Черный консул - стр. 52
Наступила ночь. Шел снег. На набережной Елисейских полей появились двое на расстоянии выстрела один от другого. Передний тяжело дышал, а преследующий думал: «Выстрел разгонит пешеходов на всем пространстве квартала, а крик, наоборот, созовет всех даже из домов. Надо стрелять, а не резать, но в темноте я ни за что не попаду, в темноте я промахнусь». В эту минуту беглец исчез, а преследователь в ужасе развел руками.
У самого выхода из главной водосточной тумбы, загораживавшей спуск под реку, открывалась решетка, и старый негр, знающий, что чернокожему можно спрятаться только там, куда боятся влезать белые люди и черные собаки-ищейки, бросился вниз, под решетку. Илистый, гнилой всасывающий колодец под клоакой Сены был свидетелем того, как старый негр в течение семи с половиной минут стремился ухватиться за плоские скользкие стены, усеянные мириадами мокриц и плесенью. Потом долго еще под гнилой тиной он боролся за жизнь, синея и задыхаясь, пропуская в бешено раскрытый рот отвратительную гниль клоаки.
Человек с пистолетом так и не понял, куда скрылся негр. Его труп опознали в марте 1790 года, когда речная вода размыла клоаку. Браслет на ноге выдал негра.
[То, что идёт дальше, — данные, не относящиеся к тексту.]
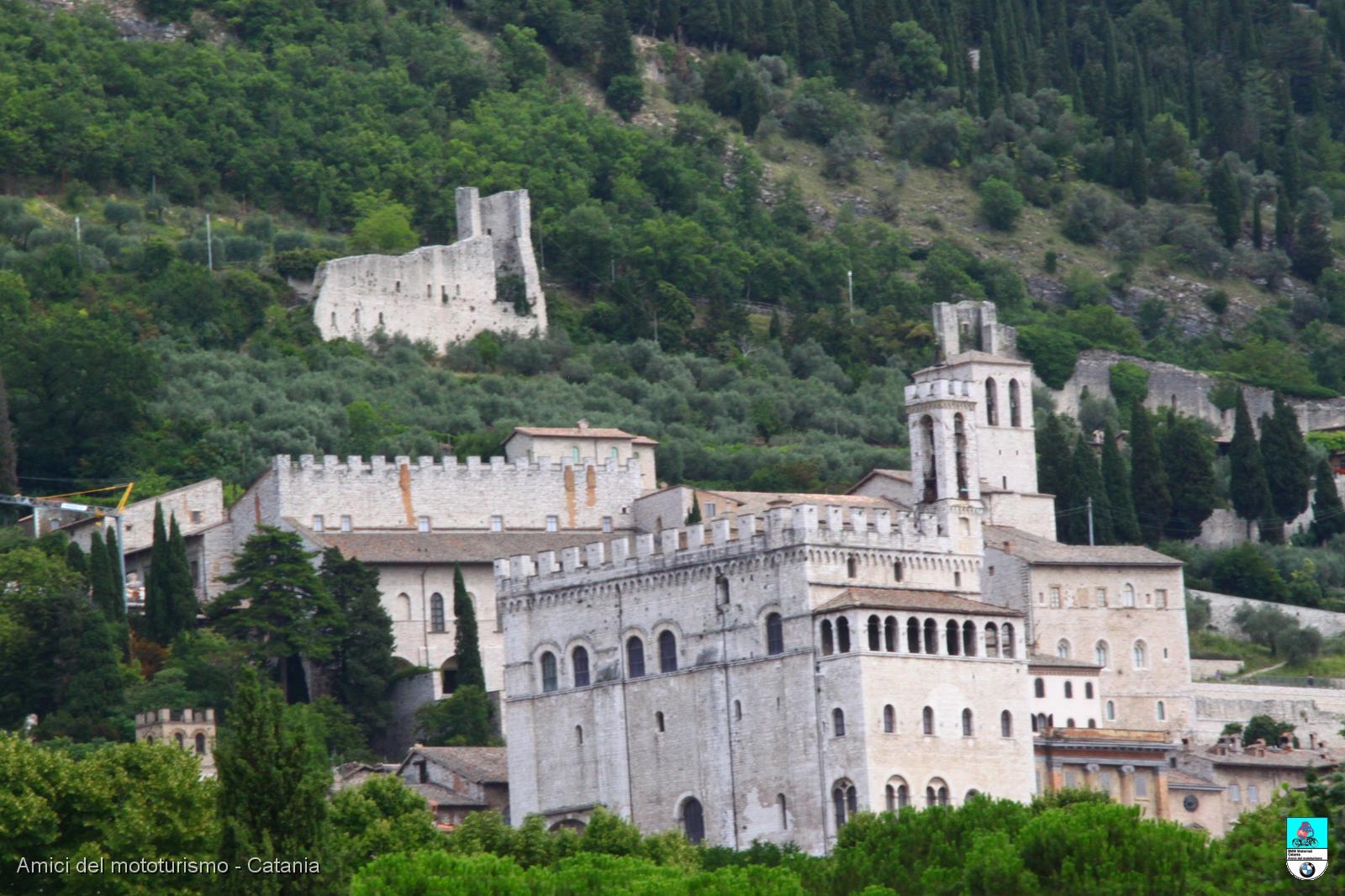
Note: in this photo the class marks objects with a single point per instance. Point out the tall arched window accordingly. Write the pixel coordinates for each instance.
(634, 656)
(667, 651)
(773, 634)
(578, 662)
(549, 672)
(693, 820)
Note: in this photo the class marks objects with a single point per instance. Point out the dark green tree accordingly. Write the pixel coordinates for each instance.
(1328, 513)
(362, 662)
(1250, 492)
(466, 643)
(279, 609)
(1188, 461)
(1147, 478)
(1116, 482)
(273, 782)
(1288, 465)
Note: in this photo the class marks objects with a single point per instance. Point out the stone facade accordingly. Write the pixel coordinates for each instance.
(443, 293)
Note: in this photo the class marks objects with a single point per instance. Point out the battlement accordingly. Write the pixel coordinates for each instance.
(448, 466)
(831, 526)
(935, 389)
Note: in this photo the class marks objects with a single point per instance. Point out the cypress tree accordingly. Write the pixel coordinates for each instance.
(466, 645)
(1289, 470)
(1188, 461)
(273, 782)
(8, 451)
(1328, 513)
(1147, 478)
(1116, 482)
(1251, 494)
(362, 663)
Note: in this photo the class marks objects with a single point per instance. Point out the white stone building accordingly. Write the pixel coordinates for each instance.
(486, 280)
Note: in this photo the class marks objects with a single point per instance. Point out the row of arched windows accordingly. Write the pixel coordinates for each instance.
(884, 635)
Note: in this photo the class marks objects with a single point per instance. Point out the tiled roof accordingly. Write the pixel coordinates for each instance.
(905, 599)
(404, 546)
(1042, 551)
(481, 764)
(1059, 662)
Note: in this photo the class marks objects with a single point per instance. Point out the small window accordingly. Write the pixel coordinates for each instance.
(549, 681)
(578, 662)
(636, 658)
(667, 651)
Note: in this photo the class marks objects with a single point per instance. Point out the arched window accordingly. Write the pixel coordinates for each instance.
(693, 820)
(548, 672)
(667, 651)
(578, 662)
(634, 656)
(773, 634)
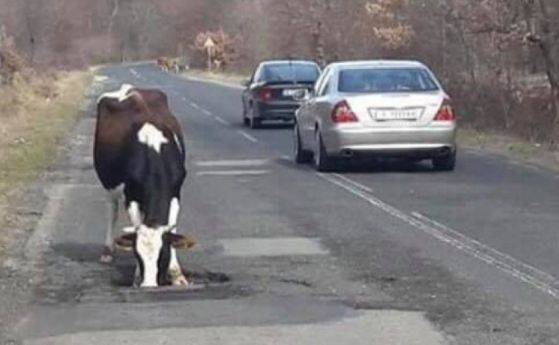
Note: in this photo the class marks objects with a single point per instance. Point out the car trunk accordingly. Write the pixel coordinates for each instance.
(285, 91)
(396, 109)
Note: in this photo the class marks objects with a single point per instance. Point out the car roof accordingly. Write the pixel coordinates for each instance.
(378, 64)
(302, 62)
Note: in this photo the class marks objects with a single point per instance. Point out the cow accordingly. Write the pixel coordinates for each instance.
(139, 153)
(163, 63)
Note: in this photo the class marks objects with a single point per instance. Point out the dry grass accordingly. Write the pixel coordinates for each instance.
(506, 145)
(36, 113)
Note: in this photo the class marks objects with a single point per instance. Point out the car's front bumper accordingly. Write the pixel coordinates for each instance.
(423, 142)
(278, 110)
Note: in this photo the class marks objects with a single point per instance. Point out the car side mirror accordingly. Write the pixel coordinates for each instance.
(302, 95)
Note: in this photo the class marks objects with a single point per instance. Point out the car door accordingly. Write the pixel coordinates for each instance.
(247, 92)
(307, 118)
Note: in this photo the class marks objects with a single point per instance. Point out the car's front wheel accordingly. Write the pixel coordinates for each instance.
(322, 162)
(302, 156)
(246, 121)
(445, 163)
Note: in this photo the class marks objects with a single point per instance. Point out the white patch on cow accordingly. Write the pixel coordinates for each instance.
(174, 209)
(148, 246)
(152, 137)
(121, 94)
(135, 214)
(175, 271)
(177, 141)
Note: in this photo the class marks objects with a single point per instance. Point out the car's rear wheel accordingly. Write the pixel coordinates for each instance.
(246, 121)
(445, 163)
(302, 156)
(322, 162)
(254, 122)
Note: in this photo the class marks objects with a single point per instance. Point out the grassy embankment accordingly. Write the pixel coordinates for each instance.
(35, 116)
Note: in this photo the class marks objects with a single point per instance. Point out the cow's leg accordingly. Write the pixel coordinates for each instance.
(175, 273)
(137, 277)
(108, 250)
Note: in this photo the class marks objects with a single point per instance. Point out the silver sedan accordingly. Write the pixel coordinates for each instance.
(376, 108)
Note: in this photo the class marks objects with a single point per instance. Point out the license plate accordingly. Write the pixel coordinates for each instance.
(411, 114)
(290, 92)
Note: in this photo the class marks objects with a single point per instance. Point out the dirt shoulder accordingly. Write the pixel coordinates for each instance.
(518, 150)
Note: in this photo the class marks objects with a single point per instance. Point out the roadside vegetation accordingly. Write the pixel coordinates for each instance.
(36, 112)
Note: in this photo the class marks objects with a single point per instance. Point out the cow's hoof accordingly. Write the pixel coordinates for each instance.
(107, 256)
(179, 280)
(106, 259)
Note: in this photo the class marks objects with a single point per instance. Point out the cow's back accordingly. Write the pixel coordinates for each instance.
(117, 125)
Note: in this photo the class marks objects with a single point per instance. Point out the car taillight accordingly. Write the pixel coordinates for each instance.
(446, 113)
(343, 114)
(264, 94)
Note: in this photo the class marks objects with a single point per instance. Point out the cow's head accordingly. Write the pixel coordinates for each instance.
(152, 249)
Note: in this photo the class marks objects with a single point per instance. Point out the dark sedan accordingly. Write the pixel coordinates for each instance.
(269, 94)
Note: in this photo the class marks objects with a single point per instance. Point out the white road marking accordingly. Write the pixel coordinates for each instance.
(100, 78)
(286, 158)
(289, 246)
(233, 173)
(354, 183)
(248, 136)
(222, 120)
(505, 263)
(233, 163)
(217, 82)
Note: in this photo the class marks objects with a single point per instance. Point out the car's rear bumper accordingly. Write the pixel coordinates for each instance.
(410, 141)
(281, 110)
Люди в масках, с пригоршнями золота, дерзко идя навстречу судьбе, предлагали таможенным чиновникам на стенах, башнях и бастионах вокруг Парижа пропустить их за город. Проницательные и острые взоры таможенных крыс смотрели на мочки ушей под шляпами замаскированных пассажиров и говорили:
– Вы слишком торопитесь, дорогой гражданин, ваше ухо вымазано черной краской.
Или:
– Вы платите больше, чем вам полагается за ваш багаж, но все-таки не столько, чтобы хватило на жизнь, если меня выгонят за то, что я вас выпустил из Парижа.
В магистратах арестованные таможней черные люди не появлялись. Они исчезали по пути.
Уроженец Эльзаса Шельшер, имея законный паспорт, выехал на север с тяжелым чемоданом. Он ехал в Брюссель. Его провожала белокурая и смеющаяся любовница, девушка с живыми глазами, легкомысленная и вульгарная. Она скалила белые зубы, гримасничала темно-красными толстыми губами, обмахивалась веером, брызгала духами, громко говорила неприличные вещи, сверкая лицом и ярким румянцем на скулах. На нее никто не обратил внимания. Таможенный сержант, подсаживая ее в карету, ущипнул ее за икру и получил такой удар носком туфли в зубы, что отскочил со словами: «Фу, чертова девка!» В эту минуту господин Шельшер сходил со ступенек, и двое носильщиков вскидывали тяжелый, уже досмотренный и оплаченный баул, на империал кареты. Старый кучер и два форейтора, ругаясь безобразными словами, икали пьяной икотой, сплевывали и щелкали бичами.